Mark Cox (born 25 February 1972) is a Scottish comedian and actor, best known for his role as Tam Mullen in the sitcom Still Game.

==Life and career==
Cox was born in Springboig, Glasgow in 1972. He attended Saint Andrew's Roman Catholic Secondary School in the East End. He then studied at Edinburgh’s Queen Margaret University School of Drama and trained as an actor, gaining a diploma in drama in 1993.

Cox worked with the creators of Still Game in their successful sketch show Chewin' The Fat between 1999 and 2005. From 2002 to 2019, he played Tam Mullen, a local miser in the BBC comedy sitcom Still Game.

It was announced in 2006 that Cox would narrate the Roald Dahl favourite, Three Little Pigs. It made its stage debut at the Glasgow Royal Concert Hall, set to music by composer Paul Patterson.

In 2007, Cox made writing contributions to the BBC Scotland TV show Dear Green Place, which starred his fellow Still Game actors Paul Riley and Ford Kiernan.

In 2014, Cox rejoined the Still Game cast for a sell-out run of live shows in Glasgow at the Hydro which culminated in a final 2019 performance. In 2019, he also played a senior Scottish police officer in Only an Excuse?.

He was awarded an Honorary Doctorate for his contribution to Scotland’s drama and arts scene by his alma mater Queen Margaret University in July 2022.

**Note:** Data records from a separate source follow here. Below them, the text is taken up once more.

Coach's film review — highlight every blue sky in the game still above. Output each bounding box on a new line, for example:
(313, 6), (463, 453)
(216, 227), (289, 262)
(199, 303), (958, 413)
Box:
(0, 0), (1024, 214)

In January 2025, he co-hosted a Burns Night supper for Spina Bifida Hydrocephalus, which raised £96,000 in 2025 to support those affected. In 2025, he played Duncan Finlay in Dept Q on Netflix, alongside Still Game co-star Sanjeev Kohli. He also toured Scotland with a personal show, a mixture of comedy and personal reflection.